Le ministre de la Défense Harjit Sajjan doit dévoiler aujourd'hui à Ottawa la nouvelle politique du Canada en matière de défense après plusieurs mois de consultations. Dans un long discours prononcé hier à la Chambre des communes afin de préciser la politique étrangère du Canada à l'heure du Brexit et de la nouvelle administration à Washington, la ministre Chrystia Freeland a affirmé que le gouvernement Trudeau a la ferme intention d'augmenter les dépenses militaires.

«Nous allons faire les investissements nécessaires dans notre armée, non seulement pour rattraper les années de négligence et de sous-financement, mais aussi pour permettre aux Forces armées canadiennes de repartir sur une nouvelle base, avec le matériel, la formation, les ressources et le financement constant et prévisible dont elles ont besoin pour accomplir leur travail difficile, dangereux et important. [...] Pour le Canada, il y a une raison très claire d'investir dans une armée efficace, professionnelle et solide : si les puissances moyennes ne participent pas pour faire progresser la paix et la stabilité dans le monde, elles laissent aux grandes puissances le pouvoir de prendre les décisions entre elles, ce qui ne serait pas dans l'intérêt du Canada», a-t-elle affirmé.
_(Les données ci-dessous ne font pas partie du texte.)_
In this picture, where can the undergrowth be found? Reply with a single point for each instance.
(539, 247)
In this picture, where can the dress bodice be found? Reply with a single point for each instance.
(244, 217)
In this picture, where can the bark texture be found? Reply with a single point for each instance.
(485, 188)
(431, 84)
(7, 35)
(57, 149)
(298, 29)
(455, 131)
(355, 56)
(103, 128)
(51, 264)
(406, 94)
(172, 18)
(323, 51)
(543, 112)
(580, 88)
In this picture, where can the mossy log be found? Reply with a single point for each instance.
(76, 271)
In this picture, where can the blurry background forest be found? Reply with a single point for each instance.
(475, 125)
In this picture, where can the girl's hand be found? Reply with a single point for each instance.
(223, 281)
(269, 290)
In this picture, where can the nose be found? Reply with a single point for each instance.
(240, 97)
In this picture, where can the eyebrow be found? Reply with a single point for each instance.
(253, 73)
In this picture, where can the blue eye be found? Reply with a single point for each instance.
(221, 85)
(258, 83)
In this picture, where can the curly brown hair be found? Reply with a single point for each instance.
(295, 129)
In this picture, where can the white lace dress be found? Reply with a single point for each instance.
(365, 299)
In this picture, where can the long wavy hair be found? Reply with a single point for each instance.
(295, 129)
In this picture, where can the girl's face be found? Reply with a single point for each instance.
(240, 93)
Dans ce même discours, la ministre Freeland a aussi dressé un constat brutal : le Canada ne peut plus compter sur les États-Unis pour jouer le rôle de chef de file mondial. Résultat : le Canada doit plus que jamais tracer sa propre voie en misant fermement sur le renforcement des institutions multilatérales telles que l'ONU, l'OTAN, le G7 ou le G20, entre autres.

Selon Chrystia Freeland, le Canada doit prendre note «que [son] ami et allié met en doute la valeur de son leadership mondial» et doit donc «établir clairement» sa «propre orientation souverainiste».
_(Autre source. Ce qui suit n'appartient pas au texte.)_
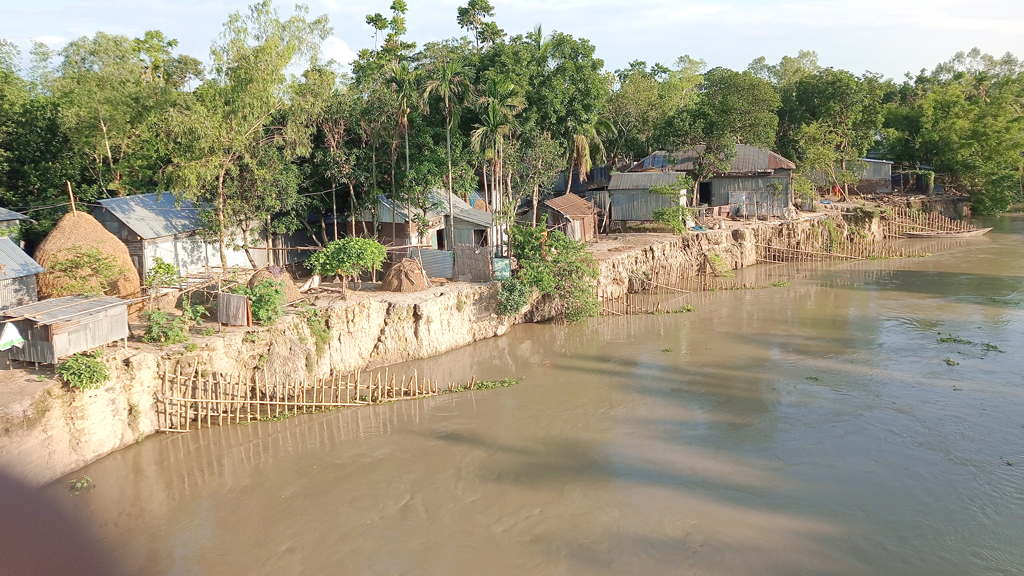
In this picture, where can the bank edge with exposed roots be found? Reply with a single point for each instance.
(55, 430)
Mme Freeland a ainsi fait écho aux propos tenus la semaine dernière par la chancelière allemande Angela Merkel à l'issue des sommets de l'OTAN et du G7. Elle avait alors affirmé que l'Europe devait devenir un «acteur qui s'engage à l'international», notamment en raison de l'évolution de la politique américaine, ajoutant que l'époque où «nous pouvions compter les uns sur les autres» était «quasiment révolue».

Pour Mme Freeland, il est évident que les Américains, en confiant la Maison-Blanche à Donald Trump lors de la dernière élection présidentielle, ont voté pour se libérer du «fardeau de chef de file mondial». «Je ne dis pas cela pour soulever la controverse. C'est un fait», a-t-elle dit. Cela a des conséquences : le président Turmp a remis en cause l'OTAN, les avantages de l'Accord de libre-échange nord-américain et les liens étroits que les États-Unis ont entretenus depuis des décennies avec l'Europe.

«Tracer la voie à suivre»

«Des relations internationales qui semblaient immuables depuis les 70 dernières années sont maintenant remises en question. [...] L'abandon de nos responsabilités n'est pas une option. Nous devons plutôt réfléchir soigneusement et longuement sur ce qui se passe et tracer la voie à suivre», a dit la ministre.

Dans son discours, la ministre a tenu à remercier les États-Unis pour le rôle crucial qu'ils ont joué dans l'établissement de l'ordre mondial depuis la Seconde Guerre mondiale. Mme Freeland a aussi fait un vibrant plaidoyer pour la libéralisation des échanges et dénoncé la tentation du protectionnisme. «Pour le Canada, le libre-échange constitue un autre avantage important d'un système international fondé sur des règles.»